Russo G, Isobe M, Pegoraro L, Finan J, Nowell P C, Croce C M
Wistar Institute of Anatomy and Biology, Philadelphia, Pennsylvania 19104.
Cell. 1988 Apr 8;53(1):137-44. doi: 10.1016/0092-8674(88)90495-3.
Molecular analysis of somatic cell hybrids derived from T cells carrying a t(7;14)(q35;q32) chromosomal translocation from a patient with ataxia telangiectasia and T cell leukemia indicates that the breakpoint on chromosome 14 is proximal to the IgH locus and to the D14S1 locus, while the breakpoint on chromosome 7 involves the T cell receptor beta chain locus immediately 5' to J beta 1.5 on chromosome 7. The separation of V beta and C beta observed in somatic cell hybrids defined the orientation of the T cell receptor beta chain locus on chromosome 7 where the V beta genes are centromeric and the C beta genes are telomeric. A novel chromosomal alteration, undetected cytogenetically, was revealed as being an inversion with duplication of the distal band of chromosome 14q32. The importance of the 14q32 region in the leukemogenic process is discussed.

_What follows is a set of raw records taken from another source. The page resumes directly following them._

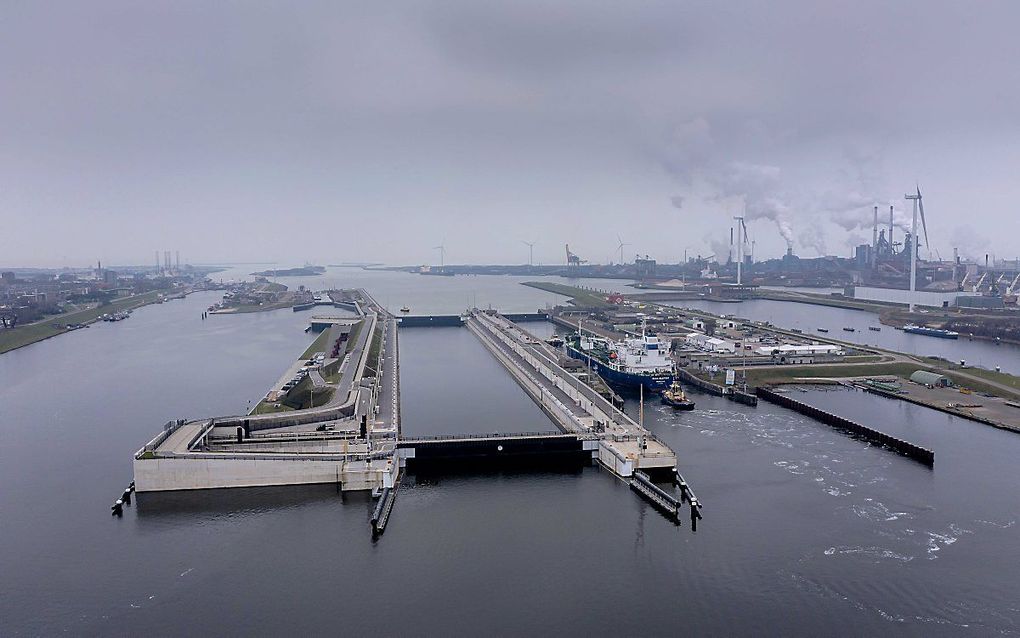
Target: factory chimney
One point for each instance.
(890, 229)
(874, 239)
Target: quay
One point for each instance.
(354, 440)
(623, 445)
(350, 441)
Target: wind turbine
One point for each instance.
(530, 251)
(920, 207)
(620, 247)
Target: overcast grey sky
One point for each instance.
(325, 132)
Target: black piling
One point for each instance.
(906, 448)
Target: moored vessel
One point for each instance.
(675, 397)
(638, 361)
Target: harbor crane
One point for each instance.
(573, 259)
(620, 247)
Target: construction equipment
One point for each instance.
(573, 259)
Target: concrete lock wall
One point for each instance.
(154, 475)
(920, 297)
(614, 461)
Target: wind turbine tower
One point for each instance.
(740, 246)
(530, 251)
(620, 247)
(913, 247)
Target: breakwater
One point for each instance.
(916, 452)
(706, 386)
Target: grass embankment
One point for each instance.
(319, 345)
(305, 395)
(578, 296)
(353, 337)
(265, 407)
(948, 367)
(19, 336)
(774, 376)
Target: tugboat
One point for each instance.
(675, 397)
(930, 332)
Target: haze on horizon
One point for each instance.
(341, 132)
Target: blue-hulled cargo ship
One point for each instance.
(631, 362)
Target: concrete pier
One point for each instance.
(623, 445)
(351, 440)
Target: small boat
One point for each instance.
(675, 396)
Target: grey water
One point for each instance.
(810, 317)
(806, 531)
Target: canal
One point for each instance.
(806, 530)
(810, 317)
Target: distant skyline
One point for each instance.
(341, 132)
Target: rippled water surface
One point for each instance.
(806, 531)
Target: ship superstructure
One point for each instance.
(634, 361)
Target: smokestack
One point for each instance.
(890, 229)
(874, 238)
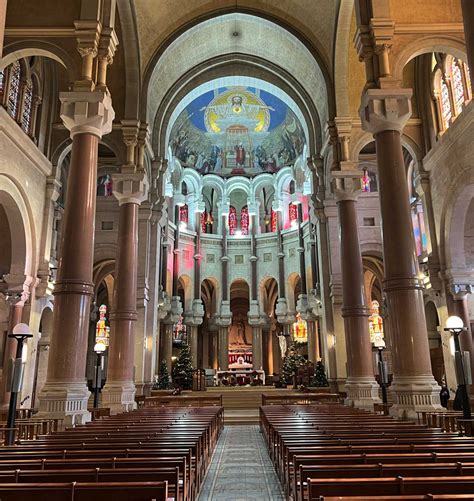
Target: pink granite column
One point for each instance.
(361, 387)
(119, 391)
(384, 113)
(87, 115)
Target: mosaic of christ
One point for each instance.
(237, 130)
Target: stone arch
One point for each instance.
(455, 248)
(293, 290)
(186, 284)
(19, 217)
(197, 28)
(28, 48)
(423, 45)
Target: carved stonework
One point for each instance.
(385, 109)
(87, 112)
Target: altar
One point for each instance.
(240, 377)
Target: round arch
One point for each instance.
(424, 45)
(28, 48)
(18, 212)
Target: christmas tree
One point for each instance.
(163, 382)
(319, 378)
(291, 363)
(183, 370)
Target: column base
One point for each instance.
(362, 392)
(119, 397)
(143, 388)
(414, 394)
(67, 401)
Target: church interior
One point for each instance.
(236, 250)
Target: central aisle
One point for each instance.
(241, 469)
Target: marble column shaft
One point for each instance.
(124, 314)
(468, 17)
(257, 346)
(401, 285)
(223, 348)
(354, 309)
(16, 312)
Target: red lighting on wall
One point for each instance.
(232, 220)
(244, 221)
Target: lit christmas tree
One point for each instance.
(164, 381)
(291, 363)
(183, 370)
(319, 378)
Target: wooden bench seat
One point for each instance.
(116, 491)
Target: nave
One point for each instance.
(301, 452)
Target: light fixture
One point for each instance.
(99, 348)
(454, 323)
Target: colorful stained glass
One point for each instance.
(203, 222)
(446, 104)
(419, 229)
(459, 92)
(27, 104)
(244, 221)
(293, 213)
(365, 181)
(232, 220)
(274, 221)
(183, 214)
(14, 89)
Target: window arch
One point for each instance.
(452, 88)
(18, 94)
(13, 96)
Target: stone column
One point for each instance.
(223, 342)
(361, 387)
(88, 115)
(460, 308)
(3, 15)
(468, 17)
(193, 343)
(119, 392)
(17, 303)
(166, 347)
(384, 112)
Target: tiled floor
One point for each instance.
(241, 469)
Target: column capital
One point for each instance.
(130, 187)
(85, 112)
(346, 183)
(385, 109)
(460, 291)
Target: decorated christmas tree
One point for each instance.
(183, 370)
(163, 380)
(319, 378)
(291, 363)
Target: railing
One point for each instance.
(303, 398)
(180, 401)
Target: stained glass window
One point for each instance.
(365, 182)
(183, 214)
(244, 221)
(459, 92)
(27, 103)
(14, 90)
(2, 83)
(293, 212)
(446, 104)
(419, 230)
(203, 222)
(232, 220)
(274, 221)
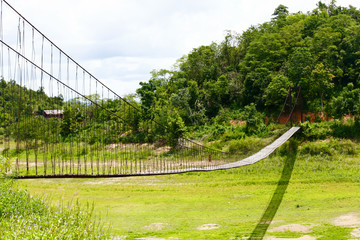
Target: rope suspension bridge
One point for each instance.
(58, 120)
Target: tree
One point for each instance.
(321, 82)
(348, 102)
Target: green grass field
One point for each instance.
(322, 199)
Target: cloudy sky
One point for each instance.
(121, 41)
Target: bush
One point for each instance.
(25, 217)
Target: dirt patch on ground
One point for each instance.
(209, 226)
(292, 228)
(356, 233)
(154, 238)
(156, 226)
(348, 220)
(306, 237)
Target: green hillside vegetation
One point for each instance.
(318, 51)
(219, 95)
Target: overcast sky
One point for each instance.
(121, 41)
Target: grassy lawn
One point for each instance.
(323, 195)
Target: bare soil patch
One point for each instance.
(348, 220)
(292, 228)
(306, 237)
(156, 226)
(356, 233)
(209, 226)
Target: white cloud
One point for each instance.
(121, 41)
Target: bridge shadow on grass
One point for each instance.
(278, 195)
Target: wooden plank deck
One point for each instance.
(263, 153)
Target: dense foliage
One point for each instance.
(244, 78)
(318, 51)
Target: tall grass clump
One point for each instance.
(23, 216)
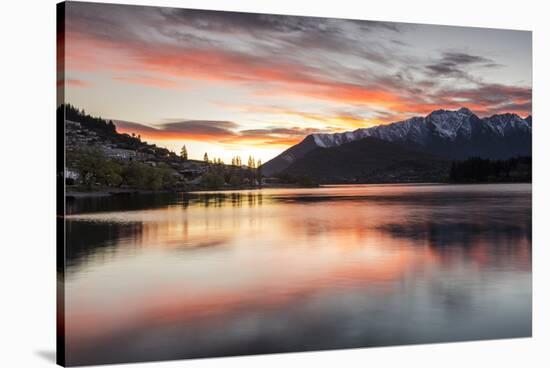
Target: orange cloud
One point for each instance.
(149, 81)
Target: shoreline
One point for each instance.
(76, 194)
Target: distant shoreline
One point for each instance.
(75, 194)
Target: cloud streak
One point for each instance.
(359, 72)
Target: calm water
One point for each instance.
(275, 270)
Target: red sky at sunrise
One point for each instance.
(250, 84)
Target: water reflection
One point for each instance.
(247, 272)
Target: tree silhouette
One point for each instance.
(183, 153)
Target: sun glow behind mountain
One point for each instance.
(249, 84)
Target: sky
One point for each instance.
(246, 84)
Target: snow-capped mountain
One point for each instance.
(449, 134)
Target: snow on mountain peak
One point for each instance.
(446, 124)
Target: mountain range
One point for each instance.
(419, 144)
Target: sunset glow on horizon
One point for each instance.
(245, 84)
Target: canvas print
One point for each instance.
(238, 183)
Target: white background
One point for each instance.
(27, 179)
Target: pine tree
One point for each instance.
(183, 153)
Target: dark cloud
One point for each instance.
(200, 129)
(278, 131)
(455, 64)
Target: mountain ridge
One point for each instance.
(457, 134)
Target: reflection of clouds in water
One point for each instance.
(210, 274)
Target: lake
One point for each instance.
(188, 275)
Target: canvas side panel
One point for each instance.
(60, 184)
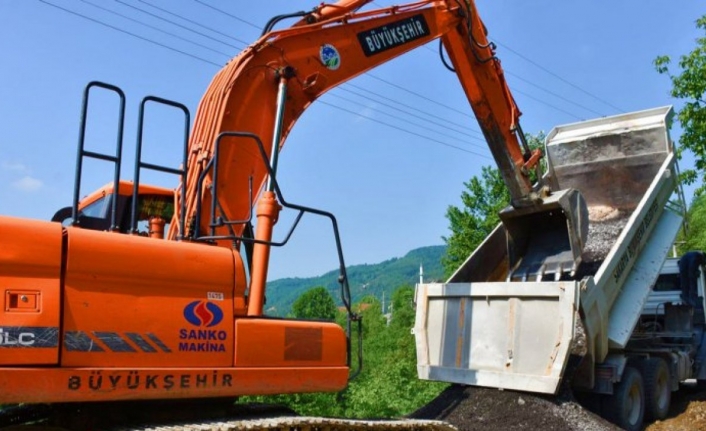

对源自一名患有共济失调毛细血管扩张症和T细胞白血病患者的、携带t(7;14)(q35;q32)染色体易位的T细胞的体细胞杂种进行分子分析表明,14号染色体上的断点位于免疫球蛋白重链(IgH)基因座和D14S1基因座近端,而7号染色体上的断点涉及7号染色体上紧接Jβ1.5 5'端的T细胞受体β链基因座。在体细胞杂种中观察到的Vβ和Cβ的分离确定了7号染色体上T细胞受体β链基因座的方向,其中Vβ基因位于着丝粒侧,Cβ基因位于端粒侧。一种细胞遗传学未检测到的新型染色体改变被揭示为14q32远端带的倒位并重复。文中讨论了14q32区域在白血病发生过程中的重要性。